WHAT ARE THE CONSEQUENCES OF CONCUSSION?

Most serious complications of concussion occur if a player continues playing after sustaining a concussion or returning to play before full recovery. The mainstays of safe treatment are therefore early recognition and removal from play, as well as graduated return to play (GRTP) as recommended by the CISG.

The consequences of concussion are threefold. Firstly, concussion may have severe short- and long-term medical complications. Secondly, concussion increases risk of any other injury significantly, and thirdly, concussion affects athletic performance negatively.  In addition to these three direct complications for the player, there are also ethical and medico legal consequences which need to be considered.

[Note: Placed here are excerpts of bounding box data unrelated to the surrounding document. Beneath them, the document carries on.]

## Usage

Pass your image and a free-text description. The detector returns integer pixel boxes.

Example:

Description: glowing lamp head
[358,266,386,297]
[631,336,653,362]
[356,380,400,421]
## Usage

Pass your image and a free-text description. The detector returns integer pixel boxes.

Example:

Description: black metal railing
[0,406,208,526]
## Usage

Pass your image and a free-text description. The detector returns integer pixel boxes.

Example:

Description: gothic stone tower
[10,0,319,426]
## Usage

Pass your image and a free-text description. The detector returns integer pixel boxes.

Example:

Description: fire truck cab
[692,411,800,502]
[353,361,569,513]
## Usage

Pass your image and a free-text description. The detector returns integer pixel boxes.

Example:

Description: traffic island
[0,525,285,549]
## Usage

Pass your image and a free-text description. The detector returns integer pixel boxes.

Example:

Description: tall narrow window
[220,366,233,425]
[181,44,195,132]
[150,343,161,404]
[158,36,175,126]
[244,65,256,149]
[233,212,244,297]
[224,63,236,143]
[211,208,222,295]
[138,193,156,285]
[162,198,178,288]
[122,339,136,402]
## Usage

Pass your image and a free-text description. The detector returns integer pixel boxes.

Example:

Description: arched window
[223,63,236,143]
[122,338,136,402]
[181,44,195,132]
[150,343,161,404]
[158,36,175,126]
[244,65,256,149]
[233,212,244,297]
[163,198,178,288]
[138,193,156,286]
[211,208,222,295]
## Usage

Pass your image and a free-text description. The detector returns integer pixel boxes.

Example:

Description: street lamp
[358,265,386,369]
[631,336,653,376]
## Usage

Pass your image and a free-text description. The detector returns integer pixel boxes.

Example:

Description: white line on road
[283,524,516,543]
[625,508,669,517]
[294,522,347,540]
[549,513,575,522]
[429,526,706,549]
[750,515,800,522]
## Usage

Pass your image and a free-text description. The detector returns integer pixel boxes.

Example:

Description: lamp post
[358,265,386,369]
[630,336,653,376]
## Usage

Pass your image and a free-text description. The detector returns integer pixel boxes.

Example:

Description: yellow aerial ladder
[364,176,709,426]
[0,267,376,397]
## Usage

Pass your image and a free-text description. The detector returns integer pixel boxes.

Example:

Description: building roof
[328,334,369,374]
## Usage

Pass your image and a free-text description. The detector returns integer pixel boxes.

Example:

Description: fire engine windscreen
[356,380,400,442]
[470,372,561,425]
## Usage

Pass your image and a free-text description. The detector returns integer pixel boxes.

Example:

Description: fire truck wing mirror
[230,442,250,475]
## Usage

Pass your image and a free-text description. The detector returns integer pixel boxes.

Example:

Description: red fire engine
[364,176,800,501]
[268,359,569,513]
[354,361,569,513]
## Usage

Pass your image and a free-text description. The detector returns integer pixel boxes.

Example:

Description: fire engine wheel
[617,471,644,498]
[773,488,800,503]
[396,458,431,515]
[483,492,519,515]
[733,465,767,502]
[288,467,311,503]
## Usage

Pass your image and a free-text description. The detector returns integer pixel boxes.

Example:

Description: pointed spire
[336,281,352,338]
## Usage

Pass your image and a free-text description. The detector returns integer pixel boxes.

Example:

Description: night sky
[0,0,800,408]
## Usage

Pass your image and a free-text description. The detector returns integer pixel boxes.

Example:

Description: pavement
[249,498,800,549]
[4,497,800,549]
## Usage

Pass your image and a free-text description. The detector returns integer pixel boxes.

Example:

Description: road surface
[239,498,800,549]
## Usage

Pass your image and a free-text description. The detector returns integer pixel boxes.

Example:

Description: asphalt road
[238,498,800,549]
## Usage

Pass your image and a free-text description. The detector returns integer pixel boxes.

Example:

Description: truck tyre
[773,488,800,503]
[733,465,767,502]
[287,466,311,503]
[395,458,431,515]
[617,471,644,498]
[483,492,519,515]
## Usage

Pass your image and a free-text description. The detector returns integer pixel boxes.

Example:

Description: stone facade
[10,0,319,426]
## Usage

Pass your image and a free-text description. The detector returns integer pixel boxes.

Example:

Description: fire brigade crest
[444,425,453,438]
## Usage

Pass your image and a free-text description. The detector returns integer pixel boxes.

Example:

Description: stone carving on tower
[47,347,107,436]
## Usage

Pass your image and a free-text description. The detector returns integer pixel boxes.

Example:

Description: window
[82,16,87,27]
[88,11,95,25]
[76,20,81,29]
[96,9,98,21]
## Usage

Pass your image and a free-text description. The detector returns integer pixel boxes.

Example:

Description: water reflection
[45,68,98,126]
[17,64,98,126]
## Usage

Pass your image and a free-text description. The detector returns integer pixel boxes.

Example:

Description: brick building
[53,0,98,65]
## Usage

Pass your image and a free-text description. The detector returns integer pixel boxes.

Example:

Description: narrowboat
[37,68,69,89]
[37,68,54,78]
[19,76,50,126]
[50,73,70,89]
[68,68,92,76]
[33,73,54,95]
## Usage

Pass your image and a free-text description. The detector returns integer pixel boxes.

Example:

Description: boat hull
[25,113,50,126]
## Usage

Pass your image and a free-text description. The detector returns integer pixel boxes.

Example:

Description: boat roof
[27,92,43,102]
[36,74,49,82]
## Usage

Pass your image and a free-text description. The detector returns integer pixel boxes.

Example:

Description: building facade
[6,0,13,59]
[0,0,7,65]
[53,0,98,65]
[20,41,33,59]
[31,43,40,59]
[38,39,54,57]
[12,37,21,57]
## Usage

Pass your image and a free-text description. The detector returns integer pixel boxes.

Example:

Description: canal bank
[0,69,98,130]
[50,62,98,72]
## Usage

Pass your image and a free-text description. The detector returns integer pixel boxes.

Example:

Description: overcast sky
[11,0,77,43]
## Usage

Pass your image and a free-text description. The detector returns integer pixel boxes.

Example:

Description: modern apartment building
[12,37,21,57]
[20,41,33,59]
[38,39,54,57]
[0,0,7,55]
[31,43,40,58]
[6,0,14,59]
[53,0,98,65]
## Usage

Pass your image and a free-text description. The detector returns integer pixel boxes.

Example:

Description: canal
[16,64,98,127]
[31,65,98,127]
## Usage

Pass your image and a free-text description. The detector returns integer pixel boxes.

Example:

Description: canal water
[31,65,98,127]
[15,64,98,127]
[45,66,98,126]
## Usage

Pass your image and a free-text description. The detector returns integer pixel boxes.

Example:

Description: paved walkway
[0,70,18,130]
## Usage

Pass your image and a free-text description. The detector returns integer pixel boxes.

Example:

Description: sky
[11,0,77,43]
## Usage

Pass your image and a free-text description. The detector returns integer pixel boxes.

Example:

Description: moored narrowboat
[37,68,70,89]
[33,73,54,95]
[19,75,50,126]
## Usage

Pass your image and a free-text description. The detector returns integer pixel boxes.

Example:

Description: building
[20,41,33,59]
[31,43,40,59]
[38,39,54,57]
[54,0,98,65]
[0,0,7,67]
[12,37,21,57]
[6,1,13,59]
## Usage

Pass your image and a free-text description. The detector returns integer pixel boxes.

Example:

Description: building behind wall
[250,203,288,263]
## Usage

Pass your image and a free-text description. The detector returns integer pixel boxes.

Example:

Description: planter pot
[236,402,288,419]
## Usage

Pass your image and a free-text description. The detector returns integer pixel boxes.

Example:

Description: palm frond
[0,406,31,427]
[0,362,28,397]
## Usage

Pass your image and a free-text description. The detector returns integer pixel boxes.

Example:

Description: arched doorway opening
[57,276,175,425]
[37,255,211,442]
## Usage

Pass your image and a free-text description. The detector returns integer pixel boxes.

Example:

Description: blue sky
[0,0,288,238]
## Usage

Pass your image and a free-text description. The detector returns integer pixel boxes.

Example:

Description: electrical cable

The first medical complication is the rare but potentially lethal second-impact syndrome (SIS).  This condition results in massive swelling of the brain, with often permanent neurological consequences or death. It is caused by loss of autoregulation of blood flow to the brain, as a result of a second blow to the head of an already concussed person7.  The second complication is a prolonged recovery from concussion, also called prolonged symptom complex, or post-concussion syndrome.  This complication is characterised by more than a month duration of debilitating concussion symptoms, including physical symptoms such as headaches or ringing in the ears, inability to concentrate or remember, mood disturbances such as anxiety or depression, balance disturbances, or sleep disturbances8.  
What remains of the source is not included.